All’evento, iniziato il 6 novembre, hanno preso parte docenti impegnati sul tema della migrazione, agenzie delle Nazioni Unite, organizzazioni religiose e umanitarie. Czerny: lo studio aiuta a recuperare un po’ di ciò che è andato perduto con l’abbandono forzato delle comunità di origine
Svitlana Duckhovych – Città del Vaticano
“Refugee and Migrant Education: Pathways for Hope, Understanding and Meaningful Integration” è il titolo del convegno che si conclude oggi, 8 novembre, a Roma, alla Pontificia Università Urbaniana, promosso dal Refugee & Migrant Education Network (Rme Network), dal Jesuit Refugee Service (Jrs), dallo Scalabrini International Migration Institute (Simi), dalla John Carroll University e dalla Villanova University-Strategic Initiative for Refugees and Migrants. All’evento, iniziato il 6 novembre scorso, hanno preso parte diversi docenti che si occupano di rifugiati e di migrazione, agenzie delle Nazioni Unite, organizzazioni religiose e umanitarie, studenti migranti e rifugiati. Attraverso panel e workshop, i partecipanti hanno esplorato insieme pratiche educative innovative che promuovono la comprensione reciproca, la partecipazione e l’integrazione di rifugiati, migranti e sfollati.
Czerny: chi perde una patria non ne avrà mai un’altra
Nel discorso di apertura dei lavori il cardinale Michael Czerny, prefetto del Dicastero per lo Sviluppo Umano Integrale, ha ricordato la sua esperienza personale: aveva 2 anni e mezzo quando la sua famiglia è partita dalla Cecoslovacchia per raggiungere il Canada. Questo gli ha fatto capire che, «quando uno perde una patria, non ne avrà mai un’altra» perché anche se trova qualcosa che assomiglia alla casa rimarrà sempre «quel residuo di realtà che rifiuta di essere collocato nel presente, quel residuo che è per sempre la perdita di cultura, lingua, reti di relazioni, modi di interagire con la natura. In breve, è la perdita del mondo in cui ciascuno di noi capisce per la prima volta di essere una creazione benedetta da Dio».
Secondo il porporato, è l’istruzione che «ci offre la possibilità di ricuperare un po’ di ciò che è andato perduto con l’abbandono forzato delle nostre comunità di origine e di guadagnare ciò che è nuovo. In questo lungo processo di guarigione delle ferite — ha aggiunto Czerny — causate dalla violenza diretta e strutturale che segnano la migrazione forzata, e di apprendimento di come forgiare una speranza vitale in mezzo a una serie sempre crescente di motivi di disperazione, l’istruzione è la chiave».
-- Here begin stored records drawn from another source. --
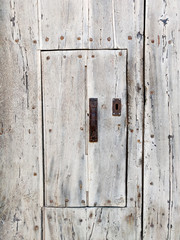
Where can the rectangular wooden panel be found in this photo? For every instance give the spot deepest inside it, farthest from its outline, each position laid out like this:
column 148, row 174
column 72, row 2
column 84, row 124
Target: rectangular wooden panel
column 106, row 79
column 64, row 84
Istruzione, “un buon investimento”
Anche per Anthony J. Cernera, fondatore della rete Rme, sono le persone istruite che danno un contributo migliore al bene comune. «Noi — spiega ai media vaticani — vediamo l’istruzione come lo strumento per una vita migliore e anche per aiutare a formare cittadini o persone appena arrivate in un paese affinché possano dare il loro contributo a quella società. È quindi un buon investimento. Le persone ben istruite, sia che nascano in un determinato paese sia che vi giungano, daranno un contributo migliore al bene della società. E poi, come cattolici, sappiamo che l’istruzione è anche qualcosa che Dio vuole per tutti noi, affinché possiamo leggere la Parola di Dio e ascoltarla meglio». Per Cernera, educazione e istruzione rappresentano la vocazione della sua vita: «Dato che sono stato rettore e professore — racconta — un giorno, era il 2015, mi sono chiesto cosa potessero fare le università per i rifugiati». Nel 2017 decise di organizzare a Roma un incontro sul tema Rifugiati e migranti in un mondo globalizzato.
Responsabilità e risposte delle università. L’evento portò alla fondazione di quella che oggi si chiama Rme Network, con più di quaranta membri, tra cui università, ong, organizzazioni no-profit e cooperative. Poi, furono promossi altri importanti incontri. Il compito principale di Refugee & Migrant Education Network, come spiega il docente statunitense, è già inscritto nel suo nome: fare rete «per sviluppare una migliore cooperazione e collaborazione tra individui, istituzioni e organizzazioni non governative che si occupano dell’istruzione dei rifugiati e dei migranti», i quali hanno diritto di andare dove vogliono ma «nessuno — aggiunge Tina M. Facca-Miess, professoressa al Boler College of Business (John Carroll University) — dovrebbe essere costretto a farlo».